Akibat dari adanya konflik itu sendiri adalah akan terjadinya
keretakkan hubungan antarindividu atau kelompok, lalu akan terjadinya perubahan
kepribadian para individu contohnya seperti masalah antarindividu yang
menimbulkan adanya rasa curiga dan saling membenci. Kemudian akibat lainnya
adalah kerusakan harta benda dan bahkan hilangnya nyawa manusia.
Cara agar masyarakat bisa mengatasi konflik yang sering terjadi
diatas , ada berbagai cara untuk mengatasinya, diantaranya adalah terdapatnya
suatu system nilai dan norma yang jelas , lalu individu dan kelompok
dalam masyarkat tersebut mengetahui dan memahami norma - norma sosial dan
nilai – nilai sosial yang berlaku di lingkungan dan individu dan kelompok dalam
masyarkat tersebut harus menyesuaikan tindakan – tindakan dengan norma – norma
sosial dan nilai - nilai sosial yang berlaku
Hindari Sumber Konflik :
Dalam sebuah organisasi terdapat individu-individu yang
memiliki latar belakang berbeda-beda, baik adat istiadat, jenis kelamin,
pendidikan, kemampuan, pengalaman, dan sebagainya. Adalah konsekuensi logis
jika terjadi konflik diantara individu-individu tersebut. Perbedaan-perbedaan
tersebut merupakan potensi bagi munculnya konflik.

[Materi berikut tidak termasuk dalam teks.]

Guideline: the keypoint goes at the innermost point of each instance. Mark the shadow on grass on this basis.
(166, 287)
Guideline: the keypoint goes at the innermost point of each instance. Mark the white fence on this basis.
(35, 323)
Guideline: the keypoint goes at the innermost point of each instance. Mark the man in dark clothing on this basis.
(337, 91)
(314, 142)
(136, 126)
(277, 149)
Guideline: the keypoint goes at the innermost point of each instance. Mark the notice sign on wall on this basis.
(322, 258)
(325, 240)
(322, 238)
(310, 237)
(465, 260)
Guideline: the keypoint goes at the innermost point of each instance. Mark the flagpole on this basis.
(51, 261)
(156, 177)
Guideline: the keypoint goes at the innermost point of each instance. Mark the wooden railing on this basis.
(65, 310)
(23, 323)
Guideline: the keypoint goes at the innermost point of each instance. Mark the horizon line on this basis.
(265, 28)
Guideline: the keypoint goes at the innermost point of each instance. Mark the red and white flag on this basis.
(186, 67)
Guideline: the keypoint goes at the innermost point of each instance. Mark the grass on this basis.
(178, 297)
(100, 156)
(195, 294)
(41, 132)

Bolton menunjukkan secara khusus sumber-sumber munculnya
konflik. Sumber-sumber konflik tersebut, antara lain :
1. Menghalangi
pencapaian sasaran perorangan.
2. Kehilangan
status.
3. Kehilangan
otonomi atau kekuasaan.
4. Kehilangan
sumber-sumber.
5. Merasa
diperlakukan tidak adil.
6. Mengancam nilai
dan norma.
7. Perbedaan
persepsi dan lain sebagainya.
Tentunya selain pendapat Bolton di atas, masih ada
sumber-sumber konflik lainnya. Dalam hal ini, para pemimpin dituntut mampu mengidentifikasi sumber-sumber konflik
yang ada di dalam organisasinya dan berupaya untuk menghindarinya.
F. PENYELESAIAN
KONFLIK
Para manajer/pemimpin memandang konflik secara negatif,
karena itu berusaha untuk menghapuskan semua jenis konflik. Konflik dianggap
mengganggu organisasi dan menghalangi pencapaian tujuan organisasi yang
optimal.
Richart Y Chang menyatakan beberapa langkah untuk
menyelesaikan konflik, yaitu :
1. Mengakui adanya
konflik.
2. Mengidentifikasi
konflik yang sebenarnya.
3. Mendengar semua
pendapat dari semua sudut pandang.
4. Bersama-sama
mengkaji cara untuk menyelesaikan.
5. Dapatkan
kesepakatan dan tanggung jawab untuk menemukan solusi.
6. Jadwalkan sesi
tindak lanjut untuk mengkaji solusi.
Sementara Gibson (1990) mengemukakan beberapa teknik/metode
dalam menyelesaikan konflik antar kelompok, ketika konflik itu telah mencapai
tingkat yang mengganggu organisasi, yaitu :
Pemecahan Masalah (Problem Solving)
Pemecahan masalah disebut juga metode konfrontasi, karena
berusaha mengurangi konflik melalui pertemuan tatap muka dari kelompok-kelompok
yang bertentangan. Kelompok yang saling bertentangan memperdebatkan masalahnya
dengan mengumpulkan informasi yang relevan sampai tercapai suatu keputusan.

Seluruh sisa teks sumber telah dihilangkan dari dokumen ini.